MULTIPLE QUANTUM CHEMICAL SHIFT IMAGING OF GABA IN BRAIN

脑内 GABA 的多重量子化学位移成像

• 批准号: 6529865
• 负责人: CRAIG A BRANCH
• 金额: $ 12.46万
• 依托单位: NATHAN S. KLINE INSTITUTE FOR PSYCH RES
• 依托单位国家: 美国
• 财政年份: 1999
• 资助国家: 美国
• 起止时间: 1999-09-07 至 2004-08-31
• 项目状态: 已结题
• 来源: https://reporter.nih.gov/project-details/6529865
• 关键词: bioimaging /biomedical imaging; brain disorder diagnosis; brain imaging /visualization /scanning; brain metabolism; carbon; clinical research; gamma aminobutyrate; glucose; human subject; laboratory rat; magnetic resonance imaging; method development; neurotransmitter metabolism; nuclear magnetic resonance spectroscopy; quantum chemistry; stable isotope

Gamma-aminobutyric acid (GABA) is the major inhibitory neurotransmitter in human cortex. In our laboratory we have developed single-voxel 1H magnetic resonance spectroscopy (MRS) editing methods for measuring GABA concentration in the human brain. Studies using GABA MRS have provided important insight into the mechanism of GABA-enhancing antiepileptic drugs and altered-GABA metabolism in disease including adult and juvenile epilepsy and recently alcoholism and depression. These findings support an important role of GABA metabolism in the pathogenesis and treatment of neurological and psychiatric disorders. The development GABA spectroscopic imaging (SI) for mapping regional GABA concentrations and synthesis rates will greatly enhance the information available from MRS studies. However significant challenges remain including 1) elimination of overlap with the intense creatine resonance, 2) separation of the GABA resonance from the resonance of co-edited macromolecules 3) the development of inverse detection methods which allow measurement of GABA synthesis from infused 13C isotope with 1H MRS sensitivity, 4) achievement of the highest possible sensitivity and resolution. Recently we have obtained the first GABA SI in human brain by the use of a novel multiple quantum (MQ) filtering method which provides complete suppression of overlapping creatine without sacrificing sensitivity relative to J editing methods. In this proposal we will extend these results to obtain unequivocal separation of GABA from contaminating macromolecule resonances through the development of in vivo multiple quantum 2D MRS methods. Inverse single quantum 2D methods will be developed for mapping of the turnover rate of [2-13C] GABA from infused [1- 13C]glucose. In collaboration with Dr. H.P. Hetherington at Brookhaven National Laboratories these methods will be combined with high resolution, high field SI at 4T. These methods will be tested and validated in appropriate phantoms, animal models, and human volunteers at 2.IT and 4T. The overall goal of this proposal is to develop SI of GABA concentration and synthesis rate into a robust method for clinical research into the role of GABA metabolism in normal brain function and in disease.
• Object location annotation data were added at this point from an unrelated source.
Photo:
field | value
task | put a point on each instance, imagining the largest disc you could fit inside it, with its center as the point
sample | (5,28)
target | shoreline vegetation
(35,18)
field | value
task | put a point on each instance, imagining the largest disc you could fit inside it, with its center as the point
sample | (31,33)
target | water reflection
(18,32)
γ -氨基丁酸（GABA）是人类皮层中主要的抑制性神经递质。在我们的实验室中，我们开发了单体素1H磁共振波谱（MRS）编辑方法，用于测量人脑中的GABA浓度。使用GABA MRS的研究为GABA增强抗癫痫药物的机制和GABA代谢在成人和青少年癫痫以及最近的酒精中毒和抑郁症中的改变提供了重要的见解。这些发现支持GABA代谢在神经和精神疾病的发病机制和治疗中的重要作用。GABA光谱成像技术（SI）的发展将极大地增强MRS研究的可用信息。然而，仍然存在重大挑战，包括1)消除与强烈肌酸共振的重叠，2)从共编辑大分子的共振中分离GABA共振，3)开发反向检测方法，允许用1H MRS灵敏度测量注入13C同位素的GABA合成，4)实现尽可能高的灵敏度和分辨率。最近，我们利用一种新的多量子（MQ）滤波方法在人脑中获得了第一个GABA SI，该方法可以完全抑制重叠肌酸，而不牺牲相对于J编辑方法的灵敏度。在本提案中，我们将扩展这些结果，通过开发体内多量子二维MRS方法，从污染的大分子共振中获得GABA的明确分离。将开发逆单量子二维方法，用于绘制灌注[1- 13C]葡萄糖中[2-13C] GABA的周转率。与布鲁克海文国家实验室的H.P. Hetherington博士合作，这些方法将与4T的高分辨率，高场SI相结合。这些方法将在适当的幻影，动物模型和人类志愿者中进行测试和验证。IT和4T。本提案的总体目标是将GABA浓度和合成速率的SI发展成为临床研究GABA代谢在正常脑功能和疾病中的作用的可靠方法。